The Trump administration supported expanded use of telemedicine by
easing regulations that barred providing telehealth across state lines and pledges to continue these efforts.
Ending 'Surprise' Out-of-Network Billing
Both Trump and Biden support efforts to stop "surprise billing" by out-of-network health care providers as a way to lower consumer health care spending. Surprise billing occurs when patients are billed by an out-of-network provider they reasonably assumed was in their health plan's network.
On May 9, Trump asked Congress to prohibit doctors and hospitals from excessively billing patients for the balance not covered by their insurance for emergency treatment at an out-of-network facility or by an out-of-network doctor at an in-network facility.
"This must end," Trump said in remarks posted online by the White House. "We're going to hold insurance companies and hospitals accountable."
According to Biden's campaign website, "The Biden plan will bar health care providers from charging patients out-of-network rates when the patient doesn't have control over which provider the patient sees (for example, during a hospitalization)."
Study results recently reported by the
American Journal of Managed Care showed that "[m]ore than 10 percent of health plan spending is attributable to ancillary and emergency services that commonly surprise-bill."
Lowering Prescription Drug Costs
The candidates' views on prescription drug prices overlap in some areas, according to
a comparison by the nonprofit Kaiser Family Foundation.
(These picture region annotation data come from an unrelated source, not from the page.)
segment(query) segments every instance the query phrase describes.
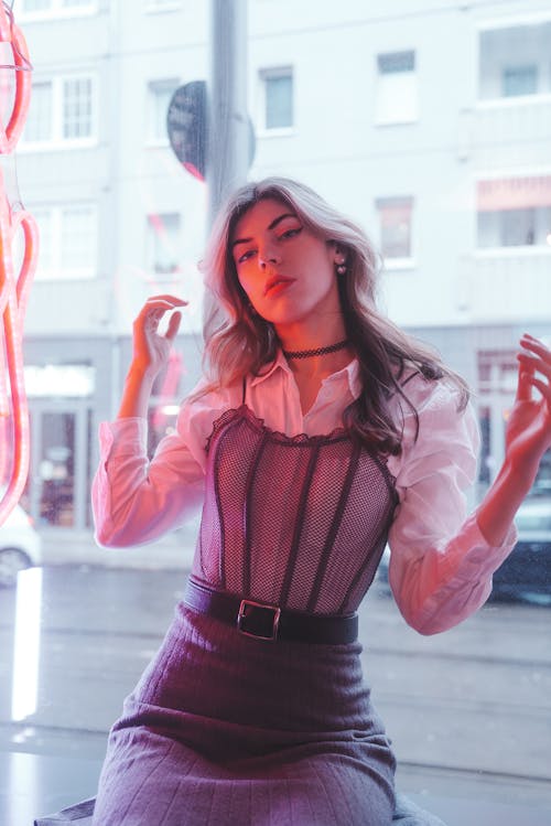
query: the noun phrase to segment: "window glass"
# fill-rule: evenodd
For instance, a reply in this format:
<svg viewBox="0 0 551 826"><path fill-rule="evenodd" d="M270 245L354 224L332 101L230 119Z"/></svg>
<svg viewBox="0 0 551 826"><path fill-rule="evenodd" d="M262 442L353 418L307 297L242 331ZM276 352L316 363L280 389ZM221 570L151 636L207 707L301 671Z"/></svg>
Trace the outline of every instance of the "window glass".
<svg viewBox="0 0 551 826"><path fill-rule="evenodd" d="M488 29L480 32L479 49L480 98L551 92L549 21Z"/></svg>
<svg viewBox="0 0 551 826"><path fill-rule="evenodd" d="M53 84L50 81L33 83L33 105L26 119L23 140L44 142L52 139L53 131Z"/></svg>
<svg viewBox="0 0 551 826"><path fill-rule="evenodd" d="M173 78L148 84L148 138L153 142L168 141L166 112L179 82Z"/></svg>
<svg viewBox="0 0 551 826"><path fill-rule="evenodd" d="M538 66L514 66L504 68L503 95L534 95L538 92Z"/></svg>
<svg viewBox="0 0 551 826"><path fill-rule="evenodd" d="M181 216L177 213L148 215L147 269L158 276L179 270Z"/></svg>
<svg viewBox="0 0 551 826"><path fill-rule="evenodd" d="M47 11L52 8L52 0L23 0L24 11Z"/></svg>
<svg viewBox="0 0 551 826"><path fill-rule="evenodd" d="M411 197L378 199L380 249L385 258L411 258Z"/></svg>
<svg viewBox="0 0 551 826"><path fill-rule="evenodd" d="M376 121L400 124L415 120L418 117L415 53L379 54L377 68Z"/></svg>
<svg viewBox="0 0 551 826"><path fill-rule="evenodd" d="M262 73L267 129L293 126L293 75L290 69Z"/></svg>
<svg viewBox="0 0 551 826"><path fill-rule="evenodd" d="M63 82L63 137L91 136L91 81L89 77Z"/></svg>

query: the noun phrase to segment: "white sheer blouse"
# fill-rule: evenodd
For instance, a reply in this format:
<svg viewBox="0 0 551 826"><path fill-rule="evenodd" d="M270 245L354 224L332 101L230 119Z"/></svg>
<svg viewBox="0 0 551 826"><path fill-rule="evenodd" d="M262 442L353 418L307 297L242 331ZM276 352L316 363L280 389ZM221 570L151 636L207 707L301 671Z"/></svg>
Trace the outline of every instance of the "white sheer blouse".
<svg viewBox="0 0 551 826"><path fill-rule="evenodd" d="M299 389L279 354L270 371L249 379L247 405L287 436L326 435L359 394L358 363L326 378L303 415ZM389 457L399 504L389 533L389 577L407 622L423 634L445 631L476 611L491 590L491 575L512 550L515 527L489 546L476 513L466 515L465 491L476 475L478 430L471 406L457 412L456 390L415 376L404 388L419 414L406 412L402 452ZM101 459L93 484L96 538L121 547L152 541L179 527L203 502L206 442L214 421L242 403L242 388L184 401L176 432L150 461L147 422L126 418L100 426Z"/></svg>

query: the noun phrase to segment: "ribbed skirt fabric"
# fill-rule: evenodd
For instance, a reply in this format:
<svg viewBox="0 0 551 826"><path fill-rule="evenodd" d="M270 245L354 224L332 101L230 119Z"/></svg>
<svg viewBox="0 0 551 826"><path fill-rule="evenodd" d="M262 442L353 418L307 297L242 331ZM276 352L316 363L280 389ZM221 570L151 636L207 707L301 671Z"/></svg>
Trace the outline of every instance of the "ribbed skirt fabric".
<svg viewBox="0 0 551 826"><path fill-rule="evenodd" d="M111 729L94 826L388 826L395 758L360 651L180 604Z"/></svg>

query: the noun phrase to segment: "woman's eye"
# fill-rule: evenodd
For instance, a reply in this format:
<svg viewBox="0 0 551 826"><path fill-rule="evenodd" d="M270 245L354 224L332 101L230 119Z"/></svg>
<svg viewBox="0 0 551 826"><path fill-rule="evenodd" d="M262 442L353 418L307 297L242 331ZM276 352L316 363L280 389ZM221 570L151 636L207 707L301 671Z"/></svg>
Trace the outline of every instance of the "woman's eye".
<svg viewBox="0 0 551 826"><path fill-rule="evenodd" d="M239 256L239 258L237 259L237 262L238 262L238 264L242 264L242 262L244 262L244 261L246 261L246 260L247 260L248 258L250 258L250 256L251 256L251 255L252 255L253 253L255 253L255 250L253 250L253 249L248 249L248 250L247 250L246 253L244 253L242 255L240 255L240 256Z"/></svg>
Many of Trump's and Biden's proposals focus on limiting rising drug prices for Medicare enrollees. For instance, Biden supports authorizing the federal government to negotiate drug prices for Medicare, while Trump
wants drug manufacturers' rebates passed along to consumers in privately administered Medicare Part D prescription drug plans rather than claimed by pharmacy benefit managers or health plans.
Both Biden and Trump favor capping consumers' out-of-pocket drug costs in Medicare Part D plans.
On Sept. 13, Trump signed an executive order directing the secretary of the Department of Health and Human Services (HHS) to investigate requiring Medicare Part B, which covers outpatient care,
to pay the same price for prescription drugs as other developed nations pay for the same drugs.
Biden proposed that an independent review board established by the HHS assess the value of newly launched specialty drugs, using prices in other countries as reference. This price would apply to Medicare, Biden's public-option plan and private plans that participate in the individual marketplace.
Biden and Trump both support allowing consumers to import drugs from foreign countries, subject to safeguards.